Friday, August 5, 2011

Hey, was that a caution flag I just raced past?

I will admit it. I'm a goal oriented person. Although that translates into an ability to be super-productive and really make things happen, it can also be a big fat liability.

Today's problem with being too goal oriented: Failure to notice the caution signs.

I've been working on my new story for the last few weeks, and it's really been rocking. I really needed to finish the first draft before August 19, when my daughter gets out of camp, because once she is sprung, it's hard for me to get work done. So, I was watching my word count and working until the wee hours of the night, pressing onward.
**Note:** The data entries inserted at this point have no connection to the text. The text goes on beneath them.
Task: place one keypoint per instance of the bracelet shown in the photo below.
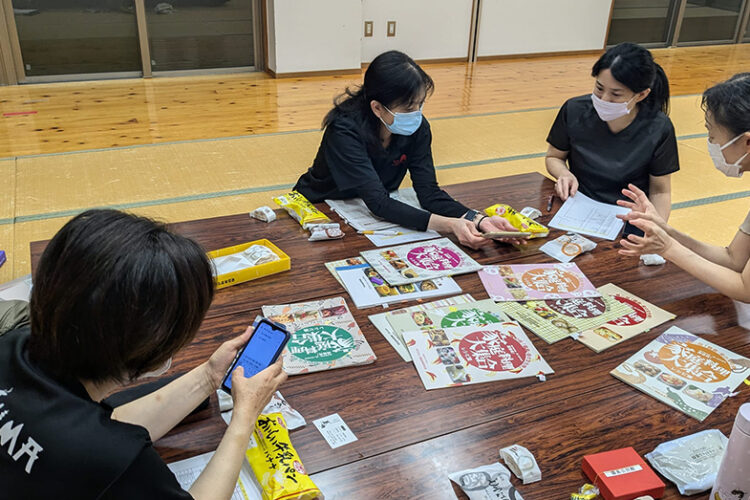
(480, 221)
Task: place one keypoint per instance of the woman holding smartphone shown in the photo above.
(727, 269)
(115, 297)
(373, 136)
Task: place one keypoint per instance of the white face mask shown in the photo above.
(159, 371)
(728, 169)
(609, 111)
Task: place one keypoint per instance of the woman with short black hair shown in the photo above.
(375, 134)
(727, 269)
(115, 296)
(618, 135)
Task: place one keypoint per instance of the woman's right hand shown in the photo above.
(640, 207)
(566, 185)
(252, 394)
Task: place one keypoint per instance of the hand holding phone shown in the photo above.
(262, 350)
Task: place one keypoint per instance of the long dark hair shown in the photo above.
(729, 103)
(634, 67)
(392, 79)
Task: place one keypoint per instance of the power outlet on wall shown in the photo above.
(391, 28)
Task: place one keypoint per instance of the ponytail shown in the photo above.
(634, 67)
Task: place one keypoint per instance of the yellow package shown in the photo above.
(519, 221)
(301, 209)
(276, 465)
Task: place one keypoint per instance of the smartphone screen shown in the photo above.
(261, 351)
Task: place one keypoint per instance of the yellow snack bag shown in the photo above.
(301, 209)
(519, 221)
(276, 465)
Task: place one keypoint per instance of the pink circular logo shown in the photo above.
(494, 350)
(434, 258)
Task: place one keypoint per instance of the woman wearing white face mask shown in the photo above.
(618, 135)
(727, 269)
(373, 136)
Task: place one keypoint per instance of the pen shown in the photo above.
(382, 233)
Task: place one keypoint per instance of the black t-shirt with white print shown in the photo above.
(55, 442)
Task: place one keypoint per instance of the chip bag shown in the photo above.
(301, 209)
(276, 465)
(518, 220)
But as I was going along and making great progress, I was feeling increasing uncomfortable with the book. It just wasn't feeling good when I sat down at the computer, even though I loved it.
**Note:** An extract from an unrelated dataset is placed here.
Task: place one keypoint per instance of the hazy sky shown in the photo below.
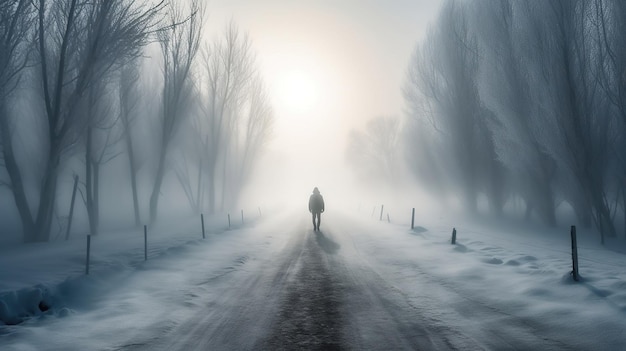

I decided that my problem was that I was comparing it to my last book, a magic book that wrote itself in 17 days. I told myself that it was okay that this book was different than the 17 day one, and that it actually had to be different, since it's a new book. Did that make me feel better about my new book? Nope, I still wasn't feeling it.

But I kept on writing, because I those daily page quotas needed to be met. As I continued to speed along, I decided that the problem must be that I was feeling too much pressure to write something amazing, since my prior book (the 17 day book) had been so amazing. I told myself not to be so judgmental, and to just write from the heart, and all would be well. I kept on writing, and was up to 30k at this point. Did that make me feel better about my new book? Nope, I still wasn't feeling it.
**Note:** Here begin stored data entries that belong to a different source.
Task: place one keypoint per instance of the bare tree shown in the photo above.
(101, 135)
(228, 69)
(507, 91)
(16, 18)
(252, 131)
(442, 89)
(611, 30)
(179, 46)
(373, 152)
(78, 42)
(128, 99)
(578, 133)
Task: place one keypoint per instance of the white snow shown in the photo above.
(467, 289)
Then, this weekend, life interfered and I had to take five days off from the book. When I sat down to work on it this morning, I decided to read it from the start to get a sense of the story again and to show myself that it really was good so I would stop stressing about it. First chapter: awesome. Second chapter: awesome. Third chapter: hmm… confusing. By the time I reached the eighth chapter, I realized that my heroine's reaction to her plight was completely wrong. Wrong for her and wrong for the situation. Wrong from page one.

And that's when I realized that all my discomfort with the story had nothing to do with all these external bags. The truth was that the story wasn't working, and my gut knew it, but I was too focused on my daily word count to stop and assess. I made excuses for my discomfort instead of actually stopping and dealing with it. So now, I have 30k words that I basically have to throw away because my heroine was wrong from page one. If I'd stopped in chapter three when I first started feeling discomfort with the story, I could have fixed it and saved myself a lot of time and deleted pages. But I was so focused on getting that word count done that I kept telling myself that I would fix the problems in my edits—but of course, this wasn't that kind of problem.

I am supremely grateful that I realized the problem now, and not after I finished the book, but I also feel like I learned a lesson. Sometimes, no matter what your goal is or how important it is, the very best thing you can do is to blow it off completely and listen to your gut.

Next time, I'm listening to my gut. Tomorrow, I'm starting on page one again. And I promise you, I am never doing this to myself again…I hope. :-)


Angie Fox said...

Ouch! Sending loads of virtual chocolate your way, Stephanie!

Stephanie Rowe said...

On the plus side, now that I've been reworking her motivation, I have come up with SO MUCH awesome stuff to add and it's going to be a thousand times better. Maybe, if I had stopped on chapter two to rework it, I wouldn't have realized that there is a need for all this other stuff too. So, it's all good. Won't be done by 8/19, but that was just my own deadline, so not a huge deal.

But thanks, Angie!!! It would still be much better if I'd gotten the 30k right from the start!

Tawanda said...

I hopes your Muse is ready to work because this book will be one of your best.

Stephanie Rowe said...

Thank you, Tawanda! That is so nice of you to say!